Slaughterhouse Five by Kurt Vonnegut

This is the second of Kurt Vonnegut’s novels that I have read. The first being Cat’s Cradle. I remember thinking when I read Cat’s Cradle it was a bit difficult to get into it the way he writes and the odd word which I’m not sure is a reflection of the time it was written or phrases I’d just never came across before. The same was the case with Slaughterhouse Five wrote in 1969, and I found myself googling a lot of things such as being a rabble rouser, wheedle, magic fingers machine.

The main character in the book is Billy Pilgrim who is taken as a P.O.W in the second world war. He’s the sort of guy that takes things as they come. He reminded me a bit of Allan Karlsson. The book jumps sporadically from past, present and future as Billy has come unstuck in time, similar to Henry in the Time Travelers Wife. I never found it that clear whether or not the time travel actually happened or it was in Billy’s head. At some point in his life he is abducted by aliens called Tralfamadorians who live on the planet Tralfamadore. The Tralfamadorians have a different way of experiencing the passage of time than humans do. They see everything laid out from beginning to end and only choose to look at the good bits of life.

The main setting of this book is war and specifically the bombing of Dreseden in the second world war. Now maybe I should have realised this book is based on the authors real life experiences given that the foreword explains Kurt Vonnegut was a prisoner of war when Dresden was bombed in the second world war, but that fact escaped me until the last chapter. I think had I kept this in mind as I was reading I probably would have got into it more. I noticed about halfway through that there isn’t much dialogue in the book and every time death is referred to, which is a lot, it is always followed by “so it goes”. I quite like that Kurt Vonnegut creates this kind of care free idea around death, the same way that Billy looks at life and the way that lives are valued in war.

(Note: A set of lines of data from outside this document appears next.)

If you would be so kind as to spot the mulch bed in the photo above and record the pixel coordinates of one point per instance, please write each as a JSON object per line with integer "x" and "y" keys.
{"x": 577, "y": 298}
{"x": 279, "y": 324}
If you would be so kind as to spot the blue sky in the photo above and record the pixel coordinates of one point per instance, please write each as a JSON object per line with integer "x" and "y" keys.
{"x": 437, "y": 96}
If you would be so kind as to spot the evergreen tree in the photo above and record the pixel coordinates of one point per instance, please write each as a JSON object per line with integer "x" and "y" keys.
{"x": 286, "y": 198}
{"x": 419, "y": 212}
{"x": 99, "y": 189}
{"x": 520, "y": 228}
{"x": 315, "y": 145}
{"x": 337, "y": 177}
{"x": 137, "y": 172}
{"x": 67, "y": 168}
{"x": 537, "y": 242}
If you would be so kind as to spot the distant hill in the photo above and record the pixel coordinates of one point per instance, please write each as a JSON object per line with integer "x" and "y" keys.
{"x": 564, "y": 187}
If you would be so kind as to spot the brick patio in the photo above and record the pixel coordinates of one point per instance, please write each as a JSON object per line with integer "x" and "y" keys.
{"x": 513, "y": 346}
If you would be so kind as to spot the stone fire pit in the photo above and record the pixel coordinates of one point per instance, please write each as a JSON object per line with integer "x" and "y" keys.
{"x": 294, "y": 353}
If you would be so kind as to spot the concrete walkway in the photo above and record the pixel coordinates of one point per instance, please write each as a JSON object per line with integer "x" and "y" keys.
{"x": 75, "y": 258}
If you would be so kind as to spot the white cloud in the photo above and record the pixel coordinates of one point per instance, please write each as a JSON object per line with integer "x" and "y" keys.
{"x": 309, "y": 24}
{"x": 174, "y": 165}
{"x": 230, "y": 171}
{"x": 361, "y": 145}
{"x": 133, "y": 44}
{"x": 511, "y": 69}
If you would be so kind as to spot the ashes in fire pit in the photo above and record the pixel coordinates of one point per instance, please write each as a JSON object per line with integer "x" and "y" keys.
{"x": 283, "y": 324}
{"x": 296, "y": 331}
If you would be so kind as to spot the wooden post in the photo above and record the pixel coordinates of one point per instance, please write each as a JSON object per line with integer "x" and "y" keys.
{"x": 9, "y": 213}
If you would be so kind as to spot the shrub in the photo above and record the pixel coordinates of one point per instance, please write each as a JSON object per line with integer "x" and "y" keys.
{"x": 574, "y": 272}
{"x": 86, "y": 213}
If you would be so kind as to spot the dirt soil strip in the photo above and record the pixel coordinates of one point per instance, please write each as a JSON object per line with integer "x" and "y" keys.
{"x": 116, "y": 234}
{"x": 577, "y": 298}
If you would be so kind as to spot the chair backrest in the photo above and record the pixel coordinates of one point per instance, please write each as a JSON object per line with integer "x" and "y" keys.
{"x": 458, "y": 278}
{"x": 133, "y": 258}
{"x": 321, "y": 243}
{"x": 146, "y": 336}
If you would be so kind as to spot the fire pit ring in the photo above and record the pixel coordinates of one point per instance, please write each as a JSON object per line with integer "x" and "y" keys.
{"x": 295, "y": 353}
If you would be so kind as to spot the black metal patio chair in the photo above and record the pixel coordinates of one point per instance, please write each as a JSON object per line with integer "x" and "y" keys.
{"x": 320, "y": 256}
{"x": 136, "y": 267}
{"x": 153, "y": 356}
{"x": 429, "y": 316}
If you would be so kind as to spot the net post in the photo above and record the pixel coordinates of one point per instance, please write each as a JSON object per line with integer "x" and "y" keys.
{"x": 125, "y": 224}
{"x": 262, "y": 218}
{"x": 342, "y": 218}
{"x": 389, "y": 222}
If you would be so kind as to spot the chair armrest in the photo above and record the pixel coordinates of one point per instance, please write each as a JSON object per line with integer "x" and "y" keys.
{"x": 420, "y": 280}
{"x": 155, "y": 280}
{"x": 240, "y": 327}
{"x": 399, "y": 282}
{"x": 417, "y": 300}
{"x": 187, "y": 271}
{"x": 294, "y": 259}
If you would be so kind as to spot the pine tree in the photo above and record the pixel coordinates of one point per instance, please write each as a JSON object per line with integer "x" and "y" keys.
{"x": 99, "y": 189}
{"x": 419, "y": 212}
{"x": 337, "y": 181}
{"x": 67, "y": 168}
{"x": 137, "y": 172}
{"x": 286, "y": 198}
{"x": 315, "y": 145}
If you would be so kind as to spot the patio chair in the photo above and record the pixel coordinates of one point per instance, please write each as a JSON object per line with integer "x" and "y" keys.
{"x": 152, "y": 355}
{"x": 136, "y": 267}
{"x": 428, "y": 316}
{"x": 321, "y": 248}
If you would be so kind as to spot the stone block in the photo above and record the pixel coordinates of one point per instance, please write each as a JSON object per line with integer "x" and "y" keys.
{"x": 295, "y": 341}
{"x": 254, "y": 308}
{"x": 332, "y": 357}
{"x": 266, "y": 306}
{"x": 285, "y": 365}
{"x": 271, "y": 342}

Overall I would say I preferred Cat’s Cradle to this work and it isn’t the best Science fiction I read but then if you read it with the sense that this is somewhat autobiographical you will probably get more out of it.

Favourite quotes from the book:

“How did I get so old?” – Billy’s mother, page 32. A nice reminder to us all how quick old age comes around and there’s no going back.

“I could carve a better man out of a banana” – Theodore Roosevelt, page 135.

“God grant me the serenity to accept the things I cannot change, courage to change the things I can, and wisdom to tell the difference”- Serenity Prayer on locket inbetween Montana Wildhacks breasts, page 153.